Inoltre si lamentano che, per quanto sia vero che Il CETA apre nuovi mercati ai prodotti canadesi, è vero anche che apre il mercato canadese ai prodotti europei a dazio zero. Preferirebbero venissero tutelati e promossi i local markets, i mercatini locali, il km zero. Ecco quindi la logica che accomuna i contrari a questo accordo: una logica local. Nulla in contrario, naturalmente, ai mercati locali: rappresentano reddito per molte aziende e soddisfano le richieste di una classe di consumatori. Mi rifiuto però di pensare che siano queste le motivazioni per non ratificare un accordo che promette la crescita del nostro export agroalimentare.
Detto tutto ciò mi rimetto i panni dell’agricoltore italiano e faccio alcune considerazioni. È vero che parlando di export agroalimentare parliamo di industria alimentare e questo non necessariamente coincide con il mondo dell'agricoltura. È vero anche che gli animali dai quali si ottengono i prodotti Made in Italy, quelle indicazioni geografiche che il Canada ha finalmente riconosciuto, sono alimentati con mangimi prodotti in buona parte all’estero. Su questi aspetti si rendono necessarie alcune riflessioni. Innanzitutto perché se parliamo di prodotto italiano è corretto che il consumatore sappia cosa mangia l’animale.

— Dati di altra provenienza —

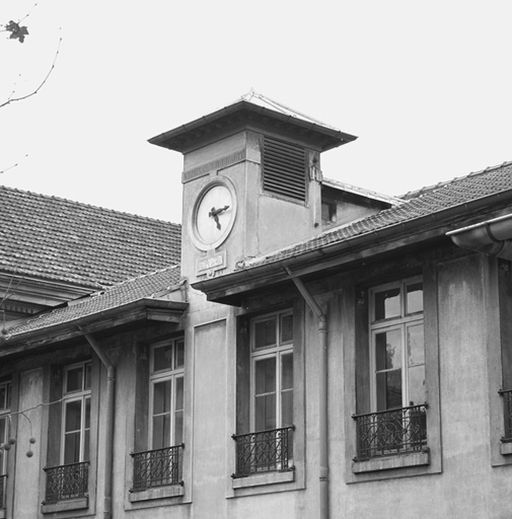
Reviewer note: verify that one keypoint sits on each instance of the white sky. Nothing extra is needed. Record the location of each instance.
(427, 87)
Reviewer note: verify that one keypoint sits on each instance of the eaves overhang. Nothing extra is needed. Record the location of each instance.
(231, 288)
(246, 115)
(148, 309)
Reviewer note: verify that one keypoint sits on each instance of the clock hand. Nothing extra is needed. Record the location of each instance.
(214, 213)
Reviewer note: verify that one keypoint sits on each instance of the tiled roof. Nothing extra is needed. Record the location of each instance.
(57, 239)
(154, 285)
(424, 202)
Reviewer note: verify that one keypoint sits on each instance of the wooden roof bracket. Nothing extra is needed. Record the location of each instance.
(322, 385)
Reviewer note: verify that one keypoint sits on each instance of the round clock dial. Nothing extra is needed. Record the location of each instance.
(214, 215)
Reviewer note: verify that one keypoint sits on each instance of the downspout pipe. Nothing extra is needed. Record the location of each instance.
(323, 391)
(492, 237)
(109, 423)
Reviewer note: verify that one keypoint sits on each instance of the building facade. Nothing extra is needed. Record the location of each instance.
(319, 350)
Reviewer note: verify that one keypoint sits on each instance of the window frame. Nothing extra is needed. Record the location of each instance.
(163, 375)
(82, 395)
(400, 322)
(354, 306)
(5, 415)
(277, 351)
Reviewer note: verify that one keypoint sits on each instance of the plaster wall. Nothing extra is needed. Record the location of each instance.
(467, 487)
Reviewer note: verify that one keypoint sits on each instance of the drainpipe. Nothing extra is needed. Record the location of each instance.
(109, 424)
(492, 237)
(322, 407)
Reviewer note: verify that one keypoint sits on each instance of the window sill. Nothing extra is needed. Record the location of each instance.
(267, 478)
(396, 461)
(156, 493)
(506, 448)
(65, 506)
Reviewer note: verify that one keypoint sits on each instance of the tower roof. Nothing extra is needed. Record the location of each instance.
(257, 112)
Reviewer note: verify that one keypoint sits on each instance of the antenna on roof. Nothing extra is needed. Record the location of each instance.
(267, 102)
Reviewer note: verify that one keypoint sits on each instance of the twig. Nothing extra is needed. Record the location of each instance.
(13, 165)
(43, 82)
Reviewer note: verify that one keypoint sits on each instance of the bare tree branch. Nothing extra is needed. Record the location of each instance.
(13, 165)
(12, 99)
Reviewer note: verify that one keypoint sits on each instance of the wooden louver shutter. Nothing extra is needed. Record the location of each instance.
(284, 169)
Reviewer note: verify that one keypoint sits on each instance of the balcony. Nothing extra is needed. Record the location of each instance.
(264, 451)
(157, 468)
(66, 482)
(3, 484)
(390, 432)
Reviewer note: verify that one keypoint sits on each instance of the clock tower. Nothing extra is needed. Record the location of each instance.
(251, 182)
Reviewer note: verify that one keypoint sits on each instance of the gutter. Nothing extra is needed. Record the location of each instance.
(492, 237)
(403, 233)
(109, 400)
(323, 393)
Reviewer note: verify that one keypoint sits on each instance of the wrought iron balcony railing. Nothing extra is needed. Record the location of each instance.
(390, 432)
(264, 451)
(3, 484)
(66, 482)
(157, 468)
(507, 414)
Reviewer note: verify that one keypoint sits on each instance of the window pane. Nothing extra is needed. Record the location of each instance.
(162, 358)
(5, 396)
(387, 304)
(86, 445)
(414, 300)
(179, 354)
(415, 345)
(74, 380)
(179, 393)
(265, 333)
(417, 394)
(162, 397)
(72, 447)
(87, 413)
(287, 371)
(286, 328)
(87, 376)
(388, 350)
(265, 412)
(286, 408)
(161, 431)
(266, 376)
(178, 427)
(3, 438)
(389, 390)
(73, 416)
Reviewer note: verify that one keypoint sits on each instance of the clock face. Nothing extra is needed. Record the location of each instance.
(214, 215)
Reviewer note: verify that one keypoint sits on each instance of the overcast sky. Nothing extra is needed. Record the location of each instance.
(426, 86)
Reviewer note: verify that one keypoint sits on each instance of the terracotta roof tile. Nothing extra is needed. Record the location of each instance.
(154, 285)
(417, 204)
(58, 239)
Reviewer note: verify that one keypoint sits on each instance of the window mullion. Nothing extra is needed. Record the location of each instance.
(172, 410)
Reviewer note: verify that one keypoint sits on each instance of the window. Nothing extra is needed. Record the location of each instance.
(76, 417)
(396, 422)
(69, 480)
(161, 464)
(397, 354)
(284, 169)
(5, 405)
(269, 447)
(166, 394)
(329, 211)
(272, 372)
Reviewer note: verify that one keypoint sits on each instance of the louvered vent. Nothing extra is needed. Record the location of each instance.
(284, 169)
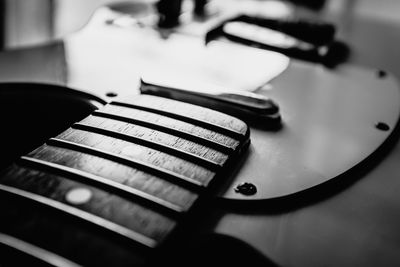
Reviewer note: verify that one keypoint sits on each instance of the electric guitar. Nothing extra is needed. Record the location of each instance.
(162, 153)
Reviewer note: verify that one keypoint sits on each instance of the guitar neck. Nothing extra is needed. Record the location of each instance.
(130, 173)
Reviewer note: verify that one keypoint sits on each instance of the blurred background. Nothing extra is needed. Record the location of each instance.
(371, 28)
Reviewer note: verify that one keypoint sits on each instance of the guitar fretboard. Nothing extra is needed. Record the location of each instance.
(126, 176)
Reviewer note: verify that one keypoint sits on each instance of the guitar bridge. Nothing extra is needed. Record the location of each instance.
(122, 181)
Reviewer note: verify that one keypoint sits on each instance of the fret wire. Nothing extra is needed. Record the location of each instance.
(154, 145)
(202, 123)
(102, 182)
(84, 216)
(194, 138)
(162, 173)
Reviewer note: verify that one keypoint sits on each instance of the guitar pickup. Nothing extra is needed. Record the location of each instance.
(252, 108)
(309, 41)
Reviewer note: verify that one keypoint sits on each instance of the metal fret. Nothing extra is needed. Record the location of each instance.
(83, 216)
(107, 184)
(194, 138)
(158, 146)
(162, 173)
(202, 123)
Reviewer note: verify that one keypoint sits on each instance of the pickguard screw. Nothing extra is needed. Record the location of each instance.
(381, 73)
(246, 189)
(382, 126)
(111, 94)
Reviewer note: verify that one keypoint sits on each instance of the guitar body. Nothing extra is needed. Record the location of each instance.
(326, 180)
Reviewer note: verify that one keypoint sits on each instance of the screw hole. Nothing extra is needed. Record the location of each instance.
(382, 126)
(246, 189)
(111, 94)
(381, 74)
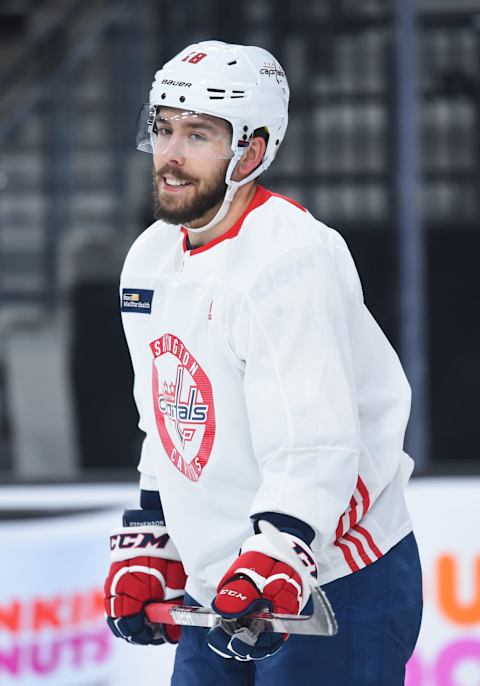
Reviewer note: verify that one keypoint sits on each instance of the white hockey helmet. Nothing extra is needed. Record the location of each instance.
(242, 84)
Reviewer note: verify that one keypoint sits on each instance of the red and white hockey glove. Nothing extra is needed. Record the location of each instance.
(259, 580)
(145, 568)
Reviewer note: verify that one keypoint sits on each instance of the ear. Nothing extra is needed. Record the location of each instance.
(251, 158)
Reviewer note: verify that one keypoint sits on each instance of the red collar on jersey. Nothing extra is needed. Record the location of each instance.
(261, 196)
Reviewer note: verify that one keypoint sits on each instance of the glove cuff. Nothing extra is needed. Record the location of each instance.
(152, 540)
(259, 543)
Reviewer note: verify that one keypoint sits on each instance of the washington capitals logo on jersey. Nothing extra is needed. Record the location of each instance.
(183, 406)
(137, 300)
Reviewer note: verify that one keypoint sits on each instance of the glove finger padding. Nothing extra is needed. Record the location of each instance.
(132, 583)
(257, 582)
(137, 579)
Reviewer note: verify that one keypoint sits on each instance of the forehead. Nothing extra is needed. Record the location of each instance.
(191, 118)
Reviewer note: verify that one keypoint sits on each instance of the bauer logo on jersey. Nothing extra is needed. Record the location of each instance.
(183, 406)
(137, 300)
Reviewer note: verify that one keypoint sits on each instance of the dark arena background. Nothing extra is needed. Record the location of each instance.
(383, 144)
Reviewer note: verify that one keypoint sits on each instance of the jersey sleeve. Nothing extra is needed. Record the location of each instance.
(293, 336)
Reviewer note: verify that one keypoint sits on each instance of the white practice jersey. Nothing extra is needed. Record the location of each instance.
(264, 384)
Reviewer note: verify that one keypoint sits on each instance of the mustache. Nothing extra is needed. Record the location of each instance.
(168, 170)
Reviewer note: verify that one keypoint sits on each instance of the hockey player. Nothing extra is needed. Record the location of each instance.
(266, 390)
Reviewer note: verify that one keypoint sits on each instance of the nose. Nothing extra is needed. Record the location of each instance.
(170, 150)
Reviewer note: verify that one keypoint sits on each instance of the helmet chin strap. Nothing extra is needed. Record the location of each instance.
(232, 187)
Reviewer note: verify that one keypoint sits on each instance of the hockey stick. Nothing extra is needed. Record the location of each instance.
(320, 623)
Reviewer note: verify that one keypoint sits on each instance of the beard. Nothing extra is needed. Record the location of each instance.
(208, 194)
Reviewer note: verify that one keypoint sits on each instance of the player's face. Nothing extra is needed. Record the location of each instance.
(191, 156)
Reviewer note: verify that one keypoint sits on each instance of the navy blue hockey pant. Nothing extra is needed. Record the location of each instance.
(378, 610)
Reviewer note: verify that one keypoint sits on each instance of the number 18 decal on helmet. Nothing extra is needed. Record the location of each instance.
(244, 86)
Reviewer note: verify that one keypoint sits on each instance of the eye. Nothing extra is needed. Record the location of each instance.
(162, 130)
(198, 137)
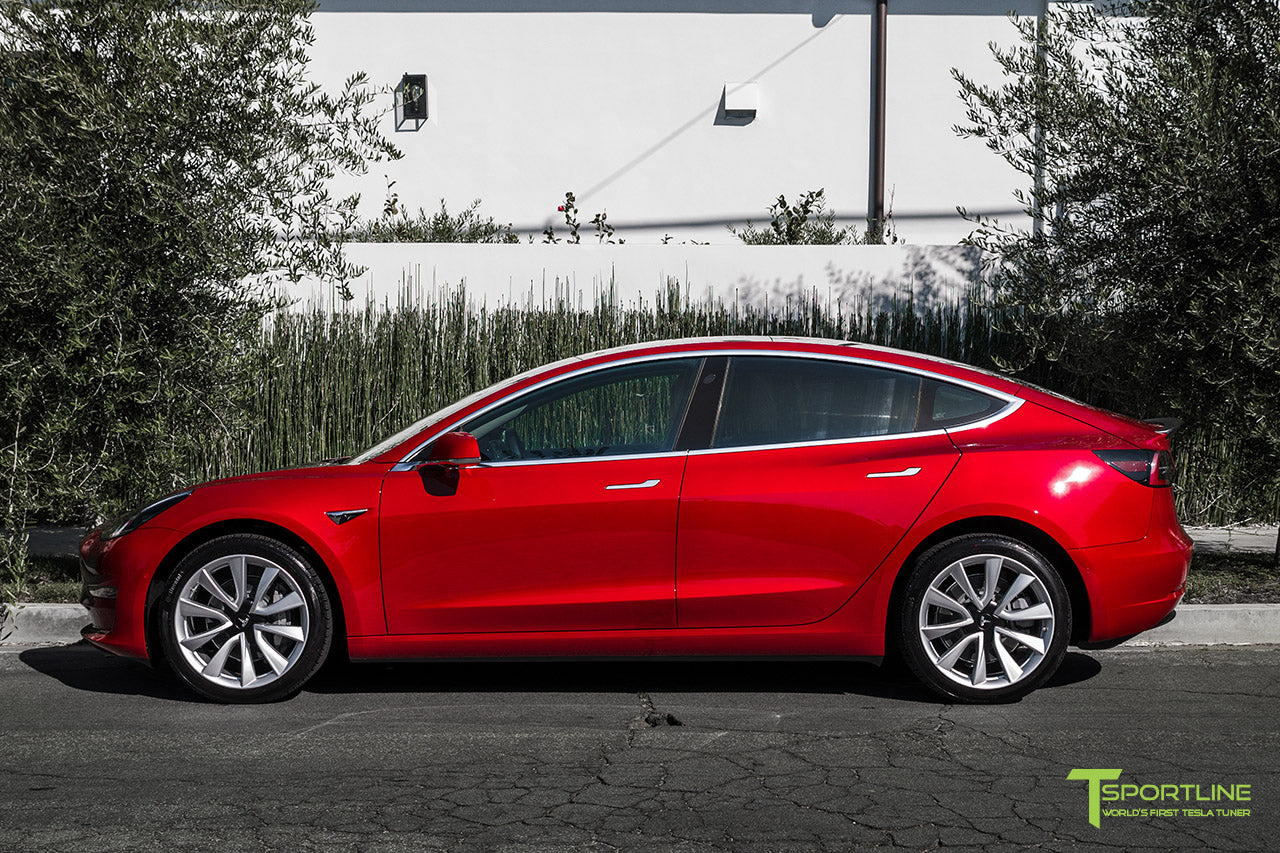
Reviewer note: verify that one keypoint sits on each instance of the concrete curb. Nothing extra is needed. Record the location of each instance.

In secondo luogo, e in conseguenza, è il caso di pensare a politiche di sostegno alla produzione europea di cereali e proteine per la mangimistica. Non penso ad assistenzialismo di tipo economico stretto, bensì a politiche di crescita: che indirizzino e liberino la ricerca; che liberino l’accesso all’innovazione, anche alle biotecnologie in quanto strumenti per produrre di più, meglio e con impatto sempre minore; che favoriscano accordi quadro per l’utilizzo di prodotti europei, nell’ottica di rafforzare filiere nazionali e europee vere. Penso anche che come agricoltori non dobbiamo temere l’import, a patto che le nostre aziende siano lasciate libere di crescere, di scegliere come investire in innovazione; altrimenti siamo in concorrenza con chi può produrre con strumenti migliori dei nostri.
Questo dovremmo chiedere alla politica: libertà di impresa. In fondo quello che fa di noi degli imprenditori è il fatto di scegliere come rischiare. Saprà la politica lasciarci liberi o ci vorrà tenere legati al guinzaglio del consenso? Di troppo paternalismo si muore soffocati.